Asp Forum - Splitting a CSV file into 40,000 line chunks

Drew Olson

11/29/2006 3:33:00 PM

All -

I've written a script to split a .csv file into smaller .csv files of
40,000 lines each. The intent here is to break the file down enough so
that excel does not have issues reading each chunk. My code takes a
filename from the command line and breaks it down as so:

infile -> xyz.csv

output -> xyz_part_1.csv
xyz_part_2.csv
etc...

My code is working but I don't find it very "rubyish". In particular, I
hate having my index and counter counters and I don't like that I had to
declare my header variable outside of the loop. Bear in mind here that I
can not do something like "rows = CSV.open(infile)" because ruby will
yell and error as the input file is too big (250 mb). Any advice on
making the code nicer is appreciated. The current code is as follows:

require 'csv'

infile = ARGV[0] if ARGV[0] != nil

counter = 1
index = 0
header = ""
writer = CSV.open(infile.gsub(/\./,"_part_"+counter.to_s+"."),'w')

CSV.open(infile, 'r') do |row|
if(index != 0 && index%40000 == 0)
writer.close
counter+=1
writer = CSV.open(infile.gsub(/\./,"_part_"+counter.to_s+"."),'w')
writer << header
end
if (index == 0)
header = row
end
writer << row
index += 1
end

writer.close()

--
Posted via http://www.ruby-....

41 Answers

Simon Strandgaard

11/29/2006 4:34:00 PM

On 11/29/06, Drew Olson <olsonas@gmail.com> wrote:
> My code is working but I don't find it very "rubyish". In particular, I
> hate having my index and counter counters and I don't like that I had to
> declare my header variable outside of the loop. Bear in mind here that I
> can not do something like "rows = CSV.open(infile)" because ruby will
> yell and error as the input file is too big (250 mb).
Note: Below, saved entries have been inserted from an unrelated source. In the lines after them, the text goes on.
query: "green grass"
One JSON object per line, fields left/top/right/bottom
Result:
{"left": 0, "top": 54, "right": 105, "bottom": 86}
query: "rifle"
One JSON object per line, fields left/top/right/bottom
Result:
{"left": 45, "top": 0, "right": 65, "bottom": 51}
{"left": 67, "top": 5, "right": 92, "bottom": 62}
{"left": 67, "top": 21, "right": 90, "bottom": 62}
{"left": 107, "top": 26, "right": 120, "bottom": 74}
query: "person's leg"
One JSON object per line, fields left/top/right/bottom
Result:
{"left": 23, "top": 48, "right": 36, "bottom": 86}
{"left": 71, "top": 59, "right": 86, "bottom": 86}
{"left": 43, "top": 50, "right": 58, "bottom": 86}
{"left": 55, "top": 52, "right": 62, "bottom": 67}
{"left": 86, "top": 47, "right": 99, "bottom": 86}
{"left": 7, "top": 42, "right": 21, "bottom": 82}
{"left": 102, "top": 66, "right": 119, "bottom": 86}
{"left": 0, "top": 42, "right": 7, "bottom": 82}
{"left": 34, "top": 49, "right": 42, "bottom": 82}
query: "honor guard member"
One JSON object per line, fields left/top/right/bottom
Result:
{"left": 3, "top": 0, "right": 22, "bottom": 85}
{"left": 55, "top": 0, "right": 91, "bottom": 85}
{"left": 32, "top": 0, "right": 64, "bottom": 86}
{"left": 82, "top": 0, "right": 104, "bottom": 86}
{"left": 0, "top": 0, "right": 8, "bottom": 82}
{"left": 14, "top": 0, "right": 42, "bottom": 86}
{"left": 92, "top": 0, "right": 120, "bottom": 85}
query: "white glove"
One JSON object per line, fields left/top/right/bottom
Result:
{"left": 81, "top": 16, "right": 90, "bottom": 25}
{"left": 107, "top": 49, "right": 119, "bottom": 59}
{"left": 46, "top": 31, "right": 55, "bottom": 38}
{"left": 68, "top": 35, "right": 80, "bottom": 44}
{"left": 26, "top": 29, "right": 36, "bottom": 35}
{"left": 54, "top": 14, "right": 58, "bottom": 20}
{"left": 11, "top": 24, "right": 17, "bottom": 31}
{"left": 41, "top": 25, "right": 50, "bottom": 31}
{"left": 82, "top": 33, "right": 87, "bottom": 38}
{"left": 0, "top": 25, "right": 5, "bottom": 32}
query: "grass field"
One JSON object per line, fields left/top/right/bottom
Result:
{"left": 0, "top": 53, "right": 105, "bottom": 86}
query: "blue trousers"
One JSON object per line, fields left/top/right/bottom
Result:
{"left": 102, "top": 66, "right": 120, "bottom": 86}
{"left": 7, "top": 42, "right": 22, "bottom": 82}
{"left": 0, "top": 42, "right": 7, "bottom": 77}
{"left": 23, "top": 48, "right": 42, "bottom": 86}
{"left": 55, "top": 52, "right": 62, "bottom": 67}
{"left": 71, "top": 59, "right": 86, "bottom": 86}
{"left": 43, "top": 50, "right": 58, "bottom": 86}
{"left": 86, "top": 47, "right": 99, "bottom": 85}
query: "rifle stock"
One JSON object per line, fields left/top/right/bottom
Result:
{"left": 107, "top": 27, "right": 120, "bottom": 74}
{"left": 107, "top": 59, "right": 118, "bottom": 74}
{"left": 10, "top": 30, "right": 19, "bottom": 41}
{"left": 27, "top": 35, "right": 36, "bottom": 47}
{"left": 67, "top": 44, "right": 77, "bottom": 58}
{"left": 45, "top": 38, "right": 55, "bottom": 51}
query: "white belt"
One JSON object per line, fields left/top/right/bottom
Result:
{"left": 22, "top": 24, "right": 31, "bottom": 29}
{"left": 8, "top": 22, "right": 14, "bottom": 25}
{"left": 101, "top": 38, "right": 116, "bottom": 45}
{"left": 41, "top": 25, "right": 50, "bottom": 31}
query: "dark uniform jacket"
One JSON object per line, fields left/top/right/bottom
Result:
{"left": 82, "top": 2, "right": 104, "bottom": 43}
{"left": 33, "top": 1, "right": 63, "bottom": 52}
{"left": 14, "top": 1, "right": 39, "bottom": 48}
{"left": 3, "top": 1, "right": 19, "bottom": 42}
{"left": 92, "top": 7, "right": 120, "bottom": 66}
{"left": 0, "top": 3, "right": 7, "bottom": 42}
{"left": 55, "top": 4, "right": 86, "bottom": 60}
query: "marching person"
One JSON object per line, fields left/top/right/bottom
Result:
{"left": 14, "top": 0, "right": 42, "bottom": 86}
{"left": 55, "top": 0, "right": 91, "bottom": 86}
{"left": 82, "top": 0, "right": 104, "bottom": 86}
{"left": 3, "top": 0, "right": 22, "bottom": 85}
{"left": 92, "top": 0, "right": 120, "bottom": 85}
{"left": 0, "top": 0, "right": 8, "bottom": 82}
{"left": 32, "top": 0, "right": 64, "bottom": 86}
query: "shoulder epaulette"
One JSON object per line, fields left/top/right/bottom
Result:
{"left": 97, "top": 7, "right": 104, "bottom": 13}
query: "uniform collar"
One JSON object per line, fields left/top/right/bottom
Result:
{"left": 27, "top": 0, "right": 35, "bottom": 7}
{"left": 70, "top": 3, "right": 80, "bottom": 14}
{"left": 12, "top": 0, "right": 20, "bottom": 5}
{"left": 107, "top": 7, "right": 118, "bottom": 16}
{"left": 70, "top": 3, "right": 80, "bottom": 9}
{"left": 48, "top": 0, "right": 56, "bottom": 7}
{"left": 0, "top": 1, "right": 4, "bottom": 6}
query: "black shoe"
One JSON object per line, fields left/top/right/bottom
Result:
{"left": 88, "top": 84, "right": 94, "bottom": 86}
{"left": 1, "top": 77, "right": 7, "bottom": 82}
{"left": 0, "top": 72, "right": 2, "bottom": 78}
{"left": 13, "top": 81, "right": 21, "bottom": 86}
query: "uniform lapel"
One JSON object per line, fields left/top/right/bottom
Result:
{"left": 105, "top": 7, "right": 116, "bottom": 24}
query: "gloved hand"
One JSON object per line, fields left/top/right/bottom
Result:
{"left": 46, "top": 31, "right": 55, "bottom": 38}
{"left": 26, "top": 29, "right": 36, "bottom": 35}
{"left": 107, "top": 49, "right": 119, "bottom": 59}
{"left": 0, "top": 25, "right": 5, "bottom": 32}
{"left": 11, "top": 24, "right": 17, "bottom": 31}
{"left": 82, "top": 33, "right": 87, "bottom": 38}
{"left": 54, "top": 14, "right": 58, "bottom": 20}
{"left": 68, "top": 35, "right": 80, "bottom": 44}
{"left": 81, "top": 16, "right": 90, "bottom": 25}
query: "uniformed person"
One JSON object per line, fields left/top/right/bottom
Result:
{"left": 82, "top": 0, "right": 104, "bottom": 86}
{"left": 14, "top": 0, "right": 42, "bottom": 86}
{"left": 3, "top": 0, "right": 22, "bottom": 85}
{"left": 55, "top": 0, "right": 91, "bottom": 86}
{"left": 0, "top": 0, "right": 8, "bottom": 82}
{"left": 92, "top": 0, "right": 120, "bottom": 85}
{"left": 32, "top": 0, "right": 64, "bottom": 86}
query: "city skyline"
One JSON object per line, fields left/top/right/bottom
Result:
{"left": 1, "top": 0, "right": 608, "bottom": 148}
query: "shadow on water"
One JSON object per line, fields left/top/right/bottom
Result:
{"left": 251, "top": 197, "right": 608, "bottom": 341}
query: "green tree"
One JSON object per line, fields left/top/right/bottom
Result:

Any advice on
> making the code nicer is appreciated. The current code is as follows:

File.open("test", "w+") do |f|
20.times do |i|
f.write "abc|def|ghi#{i}\n"
end
end

File.open("test", "r") do |fin|
part = 0
while row = fin.gets

File.open("test_part#{part}", "w+") do |f|
5.times do
f.write(row)
break unless row = fin.gets
end
end

part += 1
end
end

--
Simon Strandgaard
http://opc...

Paul Lutus

11/29/2006 4:47:00 PM

Drew Olson wrote:

> All -
>
> I've written a script to split a .csv file into smaller .csv files of
> 40,000 lines each. The intent here is to break the file down enough so
> that excel does not have issues reading each chunk. My code takes a
> filename from the command line and breaks it down as so:
>
> infile -> xyz.csv
>
> output -> xyz_part_1.csv
> xyz_part_2.csv
> etc...
>
> My code is working but I don't find it very "rubyish". In particular, I
> hate having my index and counter counters

Consider that the problem is one of counting input lines. In a case like
this, it is not possible to avoid using a counter. It's in the nature of
the problem to be solved.

> and I don't like that I had to
> declare my header variable outside of the loop. Bear in mind here that I
> can not do something like "rows = CSV.open(infile)" because ruby will
> yell and error as the input file is too big (250 mb). Any advice on
> making the code nicer is appreciated. The current code is as follows:
>
> require 'csv'
>
> infile = ARGV[0] if ARGV[0] != nil
>
> counter = 1
> index = 0
> header = ""
> writer = CSV.open(infile.gsub(/\./,"_part_"+counter.to_s+"."),'w')
>
> CSV.open(infile, 'r') do |row|

Why are you using CSV for this? You aren't parsing the lines into fields, so
the fact that they contain CSV content has no bearing on the present task.
Your goal is to split the input file into groups of lines delimited by
linefeeds, not fields delimited by commas.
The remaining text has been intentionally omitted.